= Marion Horn =

German journalist (born 1965)

Marion Horn (born 28 December 1965 in Kiel) is a German journalist, former editor of Bild am Sonntag (2013–2019) and as of 2023 Chairperson of the Editorial Board of the German tabloid Bild. In the meantime, she was a partner at the consulting firm Kekst CNC.

== Career ==
Marion Horn began a traineeship at the age of 19 with the W&W publishing house in Hamburg and the "St. Pauli News." In 1992, Horn became the editor-in-chief of Bauer Media Group's erotic magazine Das neue Wochenend. In 1998, she moved to TV Hören und Sehen as editor-in-chief and then to the Hamburger Morgenpost, where she succeeded Mathias Döpfner.

In 2001, she joined Bild, and in 2013, she became the first female editor of Bild am Sonntag.
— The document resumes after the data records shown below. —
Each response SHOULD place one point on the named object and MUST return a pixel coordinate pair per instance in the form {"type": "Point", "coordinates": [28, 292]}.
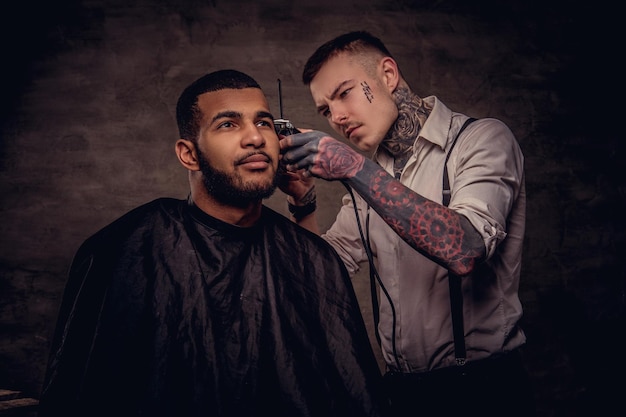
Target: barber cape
{"type": "Point", "coordinates": [170, 312]}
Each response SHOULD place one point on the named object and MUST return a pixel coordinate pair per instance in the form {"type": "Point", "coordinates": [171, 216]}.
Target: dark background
{"type": "Point", "coordinates": [88, 95]}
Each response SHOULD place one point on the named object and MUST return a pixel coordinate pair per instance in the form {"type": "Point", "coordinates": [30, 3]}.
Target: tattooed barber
{"type": "Point", "coordinates": [422, 240]}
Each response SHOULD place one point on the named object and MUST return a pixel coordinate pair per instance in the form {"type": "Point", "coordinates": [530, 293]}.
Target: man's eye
{"type": "Point", "coordinates": [225, 125]}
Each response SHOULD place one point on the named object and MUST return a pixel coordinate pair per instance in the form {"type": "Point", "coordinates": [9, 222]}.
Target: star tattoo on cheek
{"type": "Point", "coordinates": [367, 91]}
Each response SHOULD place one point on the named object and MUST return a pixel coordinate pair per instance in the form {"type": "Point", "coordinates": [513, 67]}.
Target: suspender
{"type": "Point", "coordinates": [456, 298]}
{"type": "Point", "coordinates": [454, 281]}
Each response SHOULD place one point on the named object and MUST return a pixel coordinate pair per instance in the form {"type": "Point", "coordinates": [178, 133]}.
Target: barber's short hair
{"type": "Point", "coordinates": [188, 115]}
{"type": "Point", "coordinates": [356, 43]}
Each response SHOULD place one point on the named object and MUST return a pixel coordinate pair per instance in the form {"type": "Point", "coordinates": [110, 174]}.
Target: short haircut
{"type": "Point", "coordinates": [188, 115]}
{"type": "Point", "coordinates": [357, 42]}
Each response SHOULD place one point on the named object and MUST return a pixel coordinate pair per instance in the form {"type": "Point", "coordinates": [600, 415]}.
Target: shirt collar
{"type": "Point", "coordinates": [438, 123]}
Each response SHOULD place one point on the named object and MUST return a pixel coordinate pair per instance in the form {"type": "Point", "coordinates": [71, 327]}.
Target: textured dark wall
{"type": "Point", "coordinates": [88, 96]}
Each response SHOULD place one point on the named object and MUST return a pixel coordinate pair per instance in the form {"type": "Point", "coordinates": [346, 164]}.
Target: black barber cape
{"type": "Point", "coordinates": [170, 312]}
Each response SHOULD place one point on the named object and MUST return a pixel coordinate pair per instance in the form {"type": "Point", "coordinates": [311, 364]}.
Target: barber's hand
{"type": "Point", "coordinates": [318, 154]}
{"type": "Point", "coordinates": [295, 184]}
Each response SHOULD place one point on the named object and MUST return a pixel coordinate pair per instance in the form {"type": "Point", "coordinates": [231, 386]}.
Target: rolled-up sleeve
{"type": "Point", "coordinates": [487, 178]}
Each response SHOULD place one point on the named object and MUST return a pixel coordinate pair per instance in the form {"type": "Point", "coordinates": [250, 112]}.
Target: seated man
{"type": "Point", "coordinates": [215, 305]}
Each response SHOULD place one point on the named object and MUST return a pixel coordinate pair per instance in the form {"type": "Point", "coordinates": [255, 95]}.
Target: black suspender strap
{"type": "Point", "coordinates": [456, 296]}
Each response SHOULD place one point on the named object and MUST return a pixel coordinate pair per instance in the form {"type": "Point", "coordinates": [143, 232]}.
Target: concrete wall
{"type": "Point", "coordinates": [89, 91]}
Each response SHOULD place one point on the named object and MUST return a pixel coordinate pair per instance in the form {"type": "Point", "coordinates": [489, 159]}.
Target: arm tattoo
{"type": "Point", "coordinates": [434, 230]}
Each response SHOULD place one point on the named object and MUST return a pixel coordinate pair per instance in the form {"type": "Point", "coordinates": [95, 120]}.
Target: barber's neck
{"type": "Point", "coordinates": [412, 114]}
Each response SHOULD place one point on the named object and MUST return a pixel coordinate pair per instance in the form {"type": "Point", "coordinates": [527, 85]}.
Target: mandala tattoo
{"type": "Point", "coordinates": [422, 223]}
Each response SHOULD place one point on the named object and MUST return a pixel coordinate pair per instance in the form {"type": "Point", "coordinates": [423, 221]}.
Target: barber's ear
{"type": "Point", "coordinates": [391, 74]}
{"type": "Point", "coordinates": [187, 154]}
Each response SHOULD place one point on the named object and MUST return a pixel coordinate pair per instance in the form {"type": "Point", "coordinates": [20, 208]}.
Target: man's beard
{"type": "Point", "coordinates": [231, 189]}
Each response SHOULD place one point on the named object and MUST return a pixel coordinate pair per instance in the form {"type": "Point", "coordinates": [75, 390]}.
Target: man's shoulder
{"type": "Point", "coordinates": [147, 215]}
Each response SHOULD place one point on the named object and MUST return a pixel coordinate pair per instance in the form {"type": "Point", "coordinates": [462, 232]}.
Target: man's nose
{"type": "Point", "coordinates": [252, 136]}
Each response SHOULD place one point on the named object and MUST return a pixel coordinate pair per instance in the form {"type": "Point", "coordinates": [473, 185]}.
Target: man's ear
{"type": "Point", "coordinates": [187, 154]}
{"type": "Point", "coordinates": [391, 73]}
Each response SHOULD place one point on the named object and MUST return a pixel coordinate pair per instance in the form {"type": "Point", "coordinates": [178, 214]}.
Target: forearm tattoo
{"type": "Point", "coordinates": [431, 228]}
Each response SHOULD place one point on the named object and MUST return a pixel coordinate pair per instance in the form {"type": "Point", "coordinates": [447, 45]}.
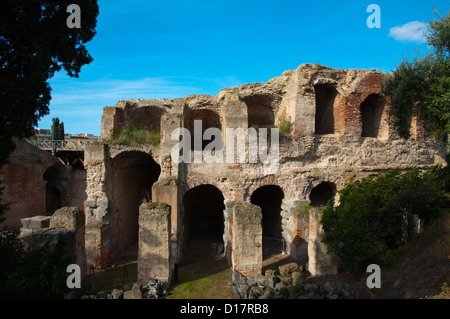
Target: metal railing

Horn left Axel Springer SE at the end of 2019, citing the planned merger of the editorial teams of Bild and Bild am Sonntag as the reason for her departure. Starting in 2020, she spent a year as a partner at the communications consultancy Kekst CNC, which is part of the Publicis Groupe.

She returned to Bild in 2023 as Chairperson of the Bild Group's Editorial Board as part of a restructuring at Axel Springer.

== Personal life ==
Horn became a single mother of a daughter in 1987. In 2009, her second child was born.